A press release from the university says the week’s goal is to “foster new partnerships” and “exchange best practices in education.” The school is co-hosting this year’s National Education Week with EDGE Edtech, which runs from December 15-17. In years past it has been held in Washington D.C.
Steinhardt agreed to the proposal just days ago, with Steinhardt’s Vice Dean for Academic Affairs Ted Magder signing onto the project. He is already helping EDGE to program the event and is and preparing for the biggest day of National Education Week — December 16th — when a series of TED-style talks will be held.
“I know pretty well the faculty who are significant researchers in their areas and hope to attract some of them to the event,” Magder said. “I’m also working with EDGE to contact people across the country. We want global and international participants and hope to bring in people from other countries.”

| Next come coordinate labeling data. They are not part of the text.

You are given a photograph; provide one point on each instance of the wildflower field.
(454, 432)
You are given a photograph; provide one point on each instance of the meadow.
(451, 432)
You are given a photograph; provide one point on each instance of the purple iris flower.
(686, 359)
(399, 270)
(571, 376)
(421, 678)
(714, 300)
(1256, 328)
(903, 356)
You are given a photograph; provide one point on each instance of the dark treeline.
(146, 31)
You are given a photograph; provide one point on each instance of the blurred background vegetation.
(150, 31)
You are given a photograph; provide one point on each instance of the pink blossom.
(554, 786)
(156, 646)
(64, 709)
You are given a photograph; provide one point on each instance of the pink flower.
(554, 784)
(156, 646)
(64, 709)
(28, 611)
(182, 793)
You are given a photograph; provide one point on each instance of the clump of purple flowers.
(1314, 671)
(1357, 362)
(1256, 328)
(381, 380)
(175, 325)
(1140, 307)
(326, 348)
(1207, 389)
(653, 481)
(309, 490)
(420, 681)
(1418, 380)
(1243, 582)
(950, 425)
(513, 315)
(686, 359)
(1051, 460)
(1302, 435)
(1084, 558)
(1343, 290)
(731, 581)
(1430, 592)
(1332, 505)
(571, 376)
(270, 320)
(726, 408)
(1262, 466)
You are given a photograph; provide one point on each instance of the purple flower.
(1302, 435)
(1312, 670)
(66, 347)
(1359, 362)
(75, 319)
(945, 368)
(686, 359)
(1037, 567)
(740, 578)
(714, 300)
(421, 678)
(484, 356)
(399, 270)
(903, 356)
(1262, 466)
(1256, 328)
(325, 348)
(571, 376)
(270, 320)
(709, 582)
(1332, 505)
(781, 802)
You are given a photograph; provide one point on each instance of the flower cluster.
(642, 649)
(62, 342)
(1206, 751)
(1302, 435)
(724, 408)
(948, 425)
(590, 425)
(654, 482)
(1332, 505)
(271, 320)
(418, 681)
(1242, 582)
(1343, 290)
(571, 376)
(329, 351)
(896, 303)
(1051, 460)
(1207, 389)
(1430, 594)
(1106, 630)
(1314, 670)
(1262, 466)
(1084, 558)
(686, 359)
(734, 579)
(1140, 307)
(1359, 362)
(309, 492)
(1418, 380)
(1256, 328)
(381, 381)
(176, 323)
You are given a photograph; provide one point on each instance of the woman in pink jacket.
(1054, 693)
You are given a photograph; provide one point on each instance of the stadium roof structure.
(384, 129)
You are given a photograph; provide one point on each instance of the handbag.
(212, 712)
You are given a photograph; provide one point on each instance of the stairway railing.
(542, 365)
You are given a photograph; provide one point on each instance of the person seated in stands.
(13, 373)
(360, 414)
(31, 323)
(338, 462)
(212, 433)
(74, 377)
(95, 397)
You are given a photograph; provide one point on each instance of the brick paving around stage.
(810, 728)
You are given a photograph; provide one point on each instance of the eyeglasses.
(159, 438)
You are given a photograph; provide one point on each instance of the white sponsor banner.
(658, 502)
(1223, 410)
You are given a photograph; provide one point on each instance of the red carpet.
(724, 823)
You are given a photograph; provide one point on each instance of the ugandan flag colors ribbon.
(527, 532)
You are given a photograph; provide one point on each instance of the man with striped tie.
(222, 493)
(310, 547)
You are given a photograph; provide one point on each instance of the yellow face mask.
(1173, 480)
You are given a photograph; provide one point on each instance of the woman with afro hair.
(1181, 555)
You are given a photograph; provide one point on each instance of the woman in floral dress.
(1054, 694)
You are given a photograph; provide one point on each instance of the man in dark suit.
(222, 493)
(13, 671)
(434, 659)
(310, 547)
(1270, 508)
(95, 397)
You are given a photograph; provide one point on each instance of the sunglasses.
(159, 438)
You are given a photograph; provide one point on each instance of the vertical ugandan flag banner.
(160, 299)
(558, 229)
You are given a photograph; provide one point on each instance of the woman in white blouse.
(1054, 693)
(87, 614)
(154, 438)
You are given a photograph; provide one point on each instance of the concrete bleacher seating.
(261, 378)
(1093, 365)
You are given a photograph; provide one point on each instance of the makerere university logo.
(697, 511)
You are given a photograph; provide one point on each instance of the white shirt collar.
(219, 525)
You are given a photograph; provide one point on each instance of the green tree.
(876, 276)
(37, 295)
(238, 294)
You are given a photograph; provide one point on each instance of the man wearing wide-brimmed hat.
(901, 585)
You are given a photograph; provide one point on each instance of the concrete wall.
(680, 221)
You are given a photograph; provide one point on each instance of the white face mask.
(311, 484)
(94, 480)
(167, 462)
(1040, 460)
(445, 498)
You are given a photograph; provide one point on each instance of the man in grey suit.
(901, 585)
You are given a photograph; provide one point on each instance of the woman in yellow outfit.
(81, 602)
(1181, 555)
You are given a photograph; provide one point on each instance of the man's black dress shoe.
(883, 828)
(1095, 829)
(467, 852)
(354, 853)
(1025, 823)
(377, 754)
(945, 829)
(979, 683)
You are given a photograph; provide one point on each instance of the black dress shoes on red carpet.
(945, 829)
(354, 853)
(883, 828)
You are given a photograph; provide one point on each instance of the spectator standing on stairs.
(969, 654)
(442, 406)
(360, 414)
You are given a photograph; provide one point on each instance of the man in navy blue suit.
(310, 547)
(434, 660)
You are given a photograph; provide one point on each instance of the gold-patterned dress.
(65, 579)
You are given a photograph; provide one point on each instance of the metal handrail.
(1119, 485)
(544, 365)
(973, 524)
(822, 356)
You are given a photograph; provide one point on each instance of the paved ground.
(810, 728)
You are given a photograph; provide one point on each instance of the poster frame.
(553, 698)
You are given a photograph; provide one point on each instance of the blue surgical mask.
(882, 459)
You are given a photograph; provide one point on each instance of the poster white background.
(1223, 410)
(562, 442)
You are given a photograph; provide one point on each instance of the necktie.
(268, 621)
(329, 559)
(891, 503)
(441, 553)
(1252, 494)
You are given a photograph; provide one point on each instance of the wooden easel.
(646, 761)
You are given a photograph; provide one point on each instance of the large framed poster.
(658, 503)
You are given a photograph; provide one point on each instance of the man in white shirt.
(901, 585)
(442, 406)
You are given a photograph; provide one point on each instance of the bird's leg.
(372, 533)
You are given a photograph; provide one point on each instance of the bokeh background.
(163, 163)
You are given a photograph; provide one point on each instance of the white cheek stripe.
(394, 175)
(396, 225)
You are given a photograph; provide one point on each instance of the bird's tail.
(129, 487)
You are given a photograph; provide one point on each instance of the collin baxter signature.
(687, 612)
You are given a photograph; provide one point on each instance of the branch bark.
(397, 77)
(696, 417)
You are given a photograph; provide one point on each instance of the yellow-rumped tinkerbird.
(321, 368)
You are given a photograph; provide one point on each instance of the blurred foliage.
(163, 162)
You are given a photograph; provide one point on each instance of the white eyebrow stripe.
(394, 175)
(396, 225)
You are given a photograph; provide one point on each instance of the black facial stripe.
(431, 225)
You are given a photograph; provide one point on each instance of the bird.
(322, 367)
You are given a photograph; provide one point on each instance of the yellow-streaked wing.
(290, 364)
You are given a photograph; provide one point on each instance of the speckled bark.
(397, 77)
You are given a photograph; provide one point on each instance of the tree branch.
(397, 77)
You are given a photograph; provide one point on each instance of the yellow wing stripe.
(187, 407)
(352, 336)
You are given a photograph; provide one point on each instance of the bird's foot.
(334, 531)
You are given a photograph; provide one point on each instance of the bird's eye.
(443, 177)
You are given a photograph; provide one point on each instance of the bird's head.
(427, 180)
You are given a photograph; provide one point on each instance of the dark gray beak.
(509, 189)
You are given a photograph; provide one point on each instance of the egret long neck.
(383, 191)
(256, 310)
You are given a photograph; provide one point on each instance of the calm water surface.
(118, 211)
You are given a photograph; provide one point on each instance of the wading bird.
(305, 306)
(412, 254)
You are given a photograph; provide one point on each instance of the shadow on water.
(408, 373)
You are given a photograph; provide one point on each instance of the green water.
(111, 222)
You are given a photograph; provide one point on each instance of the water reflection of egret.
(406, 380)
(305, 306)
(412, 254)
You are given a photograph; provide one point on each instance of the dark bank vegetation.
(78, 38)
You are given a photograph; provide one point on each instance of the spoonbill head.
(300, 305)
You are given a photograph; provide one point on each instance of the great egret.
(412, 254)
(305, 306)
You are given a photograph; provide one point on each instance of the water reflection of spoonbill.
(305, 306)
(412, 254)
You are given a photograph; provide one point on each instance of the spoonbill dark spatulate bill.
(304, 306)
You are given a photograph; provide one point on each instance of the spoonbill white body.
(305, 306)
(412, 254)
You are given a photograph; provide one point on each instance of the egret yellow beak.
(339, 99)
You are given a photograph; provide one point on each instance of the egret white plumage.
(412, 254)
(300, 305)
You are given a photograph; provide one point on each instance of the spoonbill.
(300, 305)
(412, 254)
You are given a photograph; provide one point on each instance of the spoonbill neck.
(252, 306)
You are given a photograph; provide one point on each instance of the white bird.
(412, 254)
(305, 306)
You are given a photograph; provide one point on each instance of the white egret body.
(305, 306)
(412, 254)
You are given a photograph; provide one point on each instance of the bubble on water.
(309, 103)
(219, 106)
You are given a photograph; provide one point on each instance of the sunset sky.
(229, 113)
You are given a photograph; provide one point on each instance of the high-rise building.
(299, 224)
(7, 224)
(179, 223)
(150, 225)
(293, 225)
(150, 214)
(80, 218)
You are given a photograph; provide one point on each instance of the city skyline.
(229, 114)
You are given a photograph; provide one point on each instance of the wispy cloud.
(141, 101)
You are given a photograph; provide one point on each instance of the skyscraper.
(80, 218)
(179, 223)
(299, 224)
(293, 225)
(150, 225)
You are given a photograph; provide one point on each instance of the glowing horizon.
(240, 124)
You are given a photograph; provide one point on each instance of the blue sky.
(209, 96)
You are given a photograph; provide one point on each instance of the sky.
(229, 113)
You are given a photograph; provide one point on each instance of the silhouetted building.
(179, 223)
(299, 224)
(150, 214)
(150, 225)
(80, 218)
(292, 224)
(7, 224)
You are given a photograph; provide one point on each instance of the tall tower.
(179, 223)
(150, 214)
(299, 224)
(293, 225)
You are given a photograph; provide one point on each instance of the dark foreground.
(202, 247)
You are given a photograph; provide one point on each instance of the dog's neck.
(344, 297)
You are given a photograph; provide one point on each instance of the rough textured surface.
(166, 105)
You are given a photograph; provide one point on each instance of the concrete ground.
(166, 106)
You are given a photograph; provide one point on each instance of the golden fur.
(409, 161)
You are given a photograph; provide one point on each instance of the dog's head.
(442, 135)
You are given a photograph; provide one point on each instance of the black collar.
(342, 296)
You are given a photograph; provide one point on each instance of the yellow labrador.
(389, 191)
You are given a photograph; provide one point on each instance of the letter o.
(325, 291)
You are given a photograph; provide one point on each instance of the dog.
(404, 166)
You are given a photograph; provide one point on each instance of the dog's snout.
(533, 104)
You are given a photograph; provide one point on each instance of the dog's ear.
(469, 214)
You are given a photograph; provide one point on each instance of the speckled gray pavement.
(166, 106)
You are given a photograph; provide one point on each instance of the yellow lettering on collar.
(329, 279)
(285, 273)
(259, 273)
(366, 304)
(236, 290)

This year’s lineup ranges from McGraw Hill’s CEO to the U.S. Department of Education’s Head of Office of Education, and they recently confirmed educational pioneer Chris Riddell’s attendance. Jonathan D. Harber, EDGE’s cofounder and managing partner said they plan to schedule at least 20 more speakers before the actual event.
“Many of them are mentors for companies,” Harber said. “We’re focusing on New York innovation and education, then moving to national education innovation and then to global. So we’re basically looking at thought leaders for New York, the U.S., and around the globe.”
In addition to this presentation series, Edtech startups will be pitching their ideas in the Skirball Center with a Shark Tank style presentation. Each startup will have completed an incubator project during the fall and may unveil the fruits of their labor during a four-minute pitch slot.
Both the pitches and talks will take place on Dec. 16, but a more detailed schedule of events is available online. Although it is still in the planning stages, the discussion topics will include K-12 education, education technology and education innovators.
While this is mainly targeted towards company executives and experienced professionals, Magder said there should be reserved spaces for interested NYU students. However, since it comes with a price tag, interested students such as Steinhardt freshman Katie Fei might not be able to attend.
“I don’t think they should be making people pay to attend the conference, especially if it’s National Education Week,” Fei said. “If anything, it’s the time to promote educational values and free exchange of ideas and so forth, so the event should really be more open to everyone.”
Harber believes the week largely tailored towards professionals throughout the education field. He said that although K-12 will be largely discussed, actual K-12 students will not be partaking in this conference, since they are not the ones implementing their education. However, this conference is projected to become an annual affair, so Harber hopes to see increased excitement and attendance.
“This year, we’re giving it a New York edge and we’re growing it,” Harber said. “You think of what fashion week is in New York, so the goal is that eventually, the National Education Week will be like fashion week.”